Protection Dogs Worldwide very strongly believes that before being a protection dog, your K9 companion should be allowed to be, and enjoyed for being a dog. To this end, it is integral that any responsible dog owner invests time and energy into developing a strong and meaningful bond with their dog. Dogs are remarkably intelligent and sentient animals, capable of both perceiving, and consistently responding to human emotions, and other stimuli. It is generally accepted that the stronger the bond between the human and the dog, the more responsive the dog will be.

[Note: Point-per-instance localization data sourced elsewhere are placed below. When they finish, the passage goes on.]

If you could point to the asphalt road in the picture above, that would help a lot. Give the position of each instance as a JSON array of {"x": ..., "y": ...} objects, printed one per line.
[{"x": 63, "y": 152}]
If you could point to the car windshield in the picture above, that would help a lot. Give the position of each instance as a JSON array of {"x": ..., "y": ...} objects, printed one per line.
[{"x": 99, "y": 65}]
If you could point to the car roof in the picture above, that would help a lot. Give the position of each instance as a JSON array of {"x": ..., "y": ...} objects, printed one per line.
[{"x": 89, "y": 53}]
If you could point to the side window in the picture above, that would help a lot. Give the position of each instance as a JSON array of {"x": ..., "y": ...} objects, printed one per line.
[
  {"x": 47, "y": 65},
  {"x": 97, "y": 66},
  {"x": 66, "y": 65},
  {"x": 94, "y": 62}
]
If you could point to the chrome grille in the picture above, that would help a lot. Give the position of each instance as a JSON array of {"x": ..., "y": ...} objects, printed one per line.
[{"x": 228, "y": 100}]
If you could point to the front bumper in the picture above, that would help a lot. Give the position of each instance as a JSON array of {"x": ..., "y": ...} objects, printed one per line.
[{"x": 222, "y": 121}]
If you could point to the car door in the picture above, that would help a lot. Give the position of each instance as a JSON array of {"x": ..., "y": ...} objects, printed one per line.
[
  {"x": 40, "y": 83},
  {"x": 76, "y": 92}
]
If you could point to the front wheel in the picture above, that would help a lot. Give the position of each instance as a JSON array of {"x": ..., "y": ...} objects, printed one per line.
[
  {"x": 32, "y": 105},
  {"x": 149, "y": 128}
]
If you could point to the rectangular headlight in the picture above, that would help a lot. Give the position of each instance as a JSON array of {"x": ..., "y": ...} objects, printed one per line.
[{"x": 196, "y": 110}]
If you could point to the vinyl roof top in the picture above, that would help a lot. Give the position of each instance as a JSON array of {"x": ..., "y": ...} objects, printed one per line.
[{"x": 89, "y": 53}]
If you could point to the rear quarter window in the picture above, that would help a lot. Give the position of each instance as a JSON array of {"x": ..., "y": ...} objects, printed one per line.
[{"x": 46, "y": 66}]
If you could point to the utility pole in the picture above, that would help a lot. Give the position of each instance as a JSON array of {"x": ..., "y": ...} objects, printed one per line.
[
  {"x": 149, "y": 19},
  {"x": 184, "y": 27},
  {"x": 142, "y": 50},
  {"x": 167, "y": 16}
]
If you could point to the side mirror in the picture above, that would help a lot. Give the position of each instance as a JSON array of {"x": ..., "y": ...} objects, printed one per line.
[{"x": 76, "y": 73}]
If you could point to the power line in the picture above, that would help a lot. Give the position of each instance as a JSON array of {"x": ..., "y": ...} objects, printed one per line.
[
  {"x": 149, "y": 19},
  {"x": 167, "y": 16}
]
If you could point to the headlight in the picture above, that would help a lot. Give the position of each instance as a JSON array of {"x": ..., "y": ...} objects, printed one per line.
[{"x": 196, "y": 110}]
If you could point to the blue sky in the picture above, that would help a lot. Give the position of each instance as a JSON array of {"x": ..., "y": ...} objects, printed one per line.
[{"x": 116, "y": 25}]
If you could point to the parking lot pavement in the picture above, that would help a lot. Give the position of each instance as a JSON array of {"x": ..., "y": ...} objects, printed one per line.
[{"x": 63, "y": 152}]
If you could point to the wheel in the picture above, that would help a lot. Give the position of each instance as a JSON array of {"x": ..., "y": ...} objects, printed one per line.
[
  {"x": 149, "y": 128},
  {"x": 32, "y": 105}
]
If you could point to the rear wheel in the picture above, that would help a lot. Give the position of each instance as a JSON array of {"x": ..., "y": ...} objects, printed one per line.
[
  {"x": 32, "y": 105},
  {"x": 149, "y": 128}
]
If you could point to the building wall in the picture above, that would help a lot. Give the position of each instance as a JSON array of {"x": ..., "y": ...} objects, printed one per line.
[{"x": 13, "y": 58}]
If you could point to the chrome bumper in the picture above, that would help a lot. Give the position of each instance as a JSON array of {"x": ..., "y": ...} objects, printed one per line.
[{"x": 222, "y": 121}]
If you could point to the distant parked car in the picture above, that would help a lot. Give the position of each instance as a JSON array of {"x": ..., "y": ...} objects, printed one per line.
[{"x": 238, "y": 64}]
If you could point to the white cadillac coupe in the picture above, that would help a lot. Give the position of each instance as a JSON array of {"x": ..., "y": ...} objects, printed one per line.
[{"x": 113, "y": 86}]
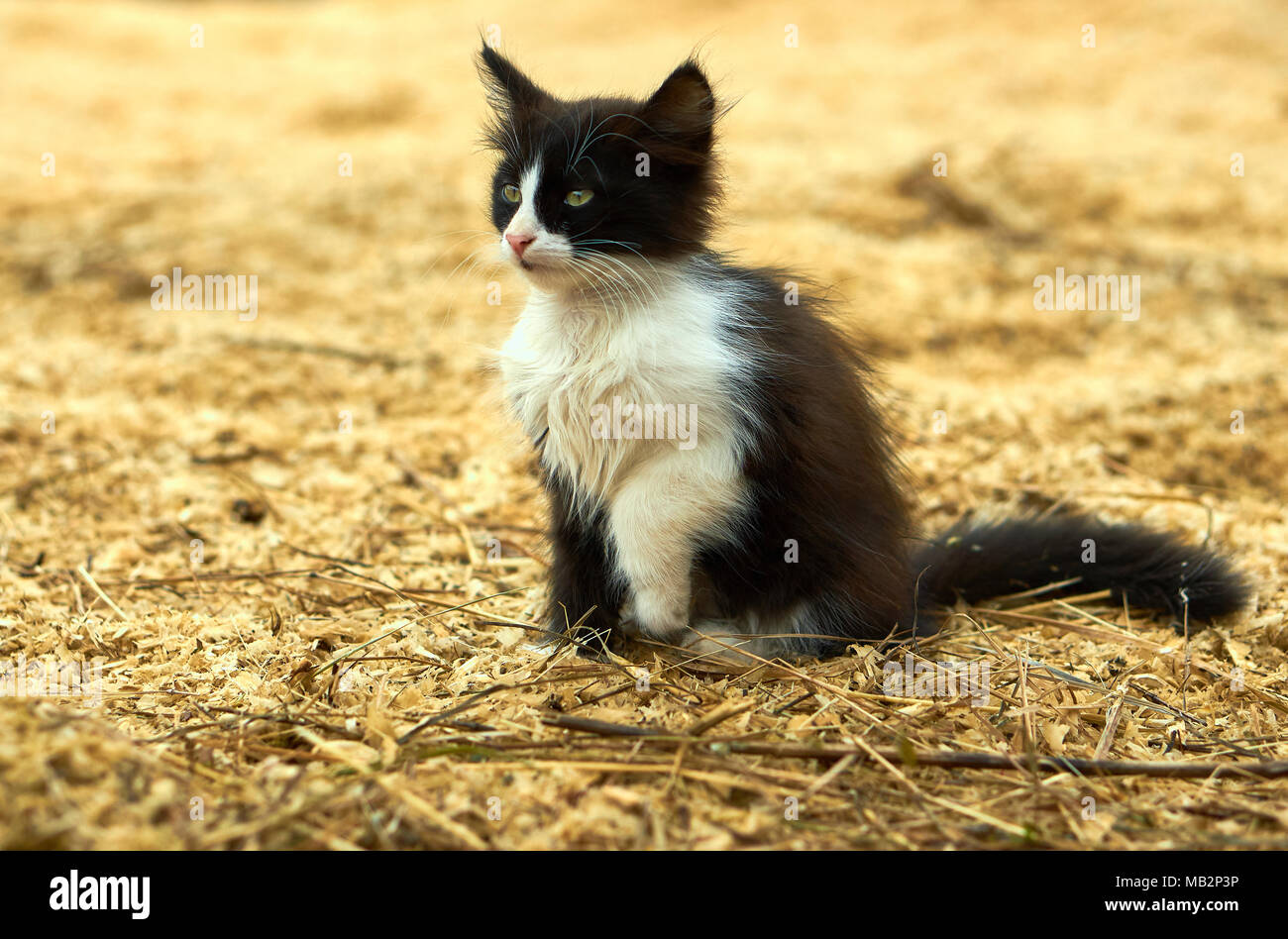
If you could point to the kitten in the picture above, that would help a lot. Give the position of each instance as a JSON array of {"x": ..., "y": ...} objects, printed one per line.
[{"x": 781, "y": 524}]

Similarly to humans, dogs have also been argued as having a discrete hierarchy of needs. “Biological needs” (food, water, sleep, and shelter etc.) form the basis of what a dog needs, and is followed by (in order) “emotional needs”, “social needs”, “force-free training needs”, and “cognitive needs”. As dogs learn by association and conditioning (see this article for more information), a dog can associate a handler with the provision that meets its various needs, and become conditioned to form a positive relationship with them. The strength of the bond between dogs and their handlers can often be measured by obedience, and it is no coincidence that dogs will often be particularly obedient to those who provide their most basic biological needs, i.e. food. To this end, the simple activity of feeding your dog is often an effective way of forming a bond with them.

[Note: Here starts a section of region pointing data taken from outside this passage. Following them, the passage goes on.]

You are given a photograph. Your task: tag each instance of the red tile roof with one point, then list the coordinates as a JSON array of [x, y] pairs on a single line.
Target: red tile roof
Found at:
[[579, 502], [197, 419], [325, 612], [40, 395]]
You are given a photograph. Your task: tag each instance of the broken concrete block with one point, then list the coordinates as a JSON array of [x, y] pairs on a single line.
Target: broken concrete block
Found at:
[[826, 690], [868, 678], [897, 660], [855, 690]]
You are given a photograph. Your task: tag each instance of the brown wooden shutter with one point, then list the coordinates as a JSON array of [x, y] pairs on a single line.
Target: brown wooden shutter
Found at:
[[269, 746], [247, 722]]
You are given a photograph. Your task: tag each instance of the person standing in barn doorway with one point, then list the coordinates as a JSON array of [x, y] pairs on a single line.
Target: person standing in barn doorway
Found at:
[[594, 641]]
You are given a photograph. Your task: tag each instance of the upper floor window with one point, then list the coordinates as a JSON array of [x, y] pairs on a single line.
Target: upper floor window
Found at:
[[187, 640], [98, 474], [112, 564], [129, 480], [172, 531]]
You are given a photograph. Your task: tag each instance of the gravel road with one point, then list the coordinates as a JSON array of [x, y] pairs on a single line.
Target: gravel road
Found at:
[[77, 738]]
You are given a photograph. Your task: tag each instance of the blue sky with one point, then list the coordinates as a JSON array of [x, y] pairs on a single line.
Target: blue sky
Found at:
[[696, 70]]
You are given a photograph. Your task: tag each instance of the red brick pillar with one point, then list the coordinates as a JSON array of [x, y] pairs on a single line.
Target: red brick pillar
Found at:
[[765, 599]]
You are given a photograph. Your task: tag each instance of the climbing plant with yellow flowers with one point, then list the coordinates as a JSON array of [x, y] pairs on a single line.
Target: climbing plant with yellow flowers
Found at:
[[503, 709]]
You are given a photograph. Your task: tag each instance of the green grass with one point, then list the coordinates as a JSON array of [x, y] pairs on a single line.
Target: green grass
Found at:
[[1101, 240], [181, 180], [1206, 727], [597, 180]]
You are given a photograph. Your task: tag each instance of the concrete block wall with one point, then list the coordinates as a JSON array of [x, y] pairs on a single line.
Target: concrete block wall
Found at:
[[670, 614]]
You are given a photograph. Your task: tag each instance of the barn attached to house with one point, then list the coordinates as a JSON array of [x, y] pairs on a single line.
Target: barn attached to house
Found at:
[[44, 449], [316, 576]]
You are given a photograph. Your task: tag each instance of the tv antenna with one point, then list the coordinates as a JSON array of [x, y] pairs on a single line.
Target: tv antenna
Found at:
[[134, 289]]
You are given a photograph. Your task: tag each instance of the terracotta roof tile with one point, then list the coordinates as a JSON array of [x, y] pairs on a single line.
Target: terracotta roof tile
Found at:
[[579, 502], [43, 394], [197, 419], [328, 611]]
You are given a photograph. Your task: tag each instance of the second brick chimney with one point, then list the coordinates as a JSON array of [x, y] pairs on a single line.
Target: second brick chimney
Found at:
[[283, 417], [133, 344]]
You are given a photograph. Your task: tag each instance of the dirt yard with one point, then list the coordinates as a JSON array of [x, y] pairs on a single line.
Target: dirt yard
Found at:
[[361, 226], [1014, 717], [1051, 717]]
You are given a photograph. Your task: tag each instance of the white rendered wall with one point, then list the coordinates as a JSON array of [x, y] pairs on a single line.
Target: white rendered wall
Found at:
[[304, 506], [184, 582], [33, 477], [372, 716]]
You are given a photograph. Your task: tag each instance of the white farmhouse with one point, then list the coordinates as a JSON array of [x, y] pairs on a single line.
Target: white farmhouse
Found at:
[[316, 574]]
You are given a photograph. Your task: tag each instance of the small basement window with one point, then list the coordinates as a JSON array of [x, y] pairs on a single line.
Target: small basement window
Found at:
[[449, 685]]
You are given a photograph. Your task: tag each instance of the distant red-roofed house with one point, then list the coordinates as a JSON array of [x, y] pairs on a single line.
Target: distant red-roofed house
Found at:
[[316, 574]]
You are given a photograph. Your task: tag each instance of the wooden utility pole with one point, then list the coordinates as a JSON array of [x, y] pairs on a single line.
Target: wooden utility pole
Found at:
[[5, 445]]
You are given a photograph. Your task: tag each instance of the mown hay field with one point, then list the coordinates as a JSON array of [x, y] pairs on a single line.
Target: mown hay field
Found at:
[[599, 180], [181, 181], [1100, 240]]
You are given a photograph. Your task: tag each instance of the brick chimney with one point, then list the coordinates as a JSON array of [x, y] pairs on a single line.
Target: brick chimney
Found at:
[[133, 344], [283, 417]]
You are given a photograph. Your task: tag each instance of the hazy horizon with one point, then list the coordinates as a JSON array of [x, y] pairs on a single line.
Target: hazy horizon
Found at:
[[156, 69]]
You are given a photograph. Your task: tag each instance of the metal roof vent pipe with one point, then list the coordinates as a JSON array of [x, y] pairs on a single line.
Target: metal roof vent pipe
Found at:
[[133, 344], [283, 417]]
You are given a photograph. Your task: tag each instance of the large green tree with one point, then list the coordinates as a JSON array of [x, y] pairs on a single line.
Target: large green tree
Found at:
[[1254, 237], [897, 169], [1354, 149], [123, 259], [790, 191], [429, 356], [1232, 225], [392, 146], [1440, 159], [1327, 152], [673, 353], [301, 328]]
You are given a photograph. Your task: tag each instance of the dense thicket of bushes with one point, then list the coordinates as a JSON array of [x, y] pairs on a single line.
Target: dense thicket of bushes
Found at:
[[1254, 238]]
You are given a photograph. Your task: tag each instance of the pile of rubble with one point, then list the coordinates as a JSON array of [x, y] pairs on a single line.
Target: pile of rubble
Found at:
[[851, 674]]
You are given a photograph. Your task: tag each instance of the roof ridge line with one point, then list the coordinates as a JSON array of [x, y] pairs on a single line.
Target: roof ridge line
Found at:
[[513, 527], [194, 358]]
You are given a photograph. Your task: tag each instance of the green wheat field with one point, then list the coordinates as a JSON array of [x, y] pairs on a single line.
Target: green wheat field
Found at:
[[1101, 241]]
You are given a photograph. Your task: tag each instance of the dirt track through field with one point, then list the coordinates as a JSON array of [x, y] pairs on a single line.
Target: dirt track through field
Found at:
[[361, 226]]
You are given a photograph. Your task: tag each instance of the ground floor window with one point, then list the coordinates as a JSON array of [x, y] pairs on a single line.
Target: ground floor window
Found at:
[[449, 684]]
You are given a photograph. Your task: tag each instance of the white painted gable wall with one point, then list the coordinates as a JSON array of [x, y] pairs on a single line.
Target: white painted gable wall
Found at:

If a handler is able to create pleasant experiences for their dog, then their capacity for bonding significantly increases. This is due to the fact that the dog will associate their handler with pleasant experiences, and be more inclined to perform behaviors associated with those experiences. For example, obedience training can be a valuable method for both improving a dog’s response to commands, and relationship with the handler. This is the case when correct behaviors are clearly marked and rewarded, i.e. with an edible treat, or allowing the dog in question to play with a toy such as Kong or ball. Other activities which may allow a handler to bond with their dog include grooming, physical contact such as stroking and petting, playing the dog’s favorite games together (such as fetch), and regular walking.
Given that family protection dogs serve a security role and are expected to protect their handler and family from potential aggressors, it is especially important that handlers take the time to develop a strong bond with them. The stronger the bond, the more willing the dog will be to protect you and your family.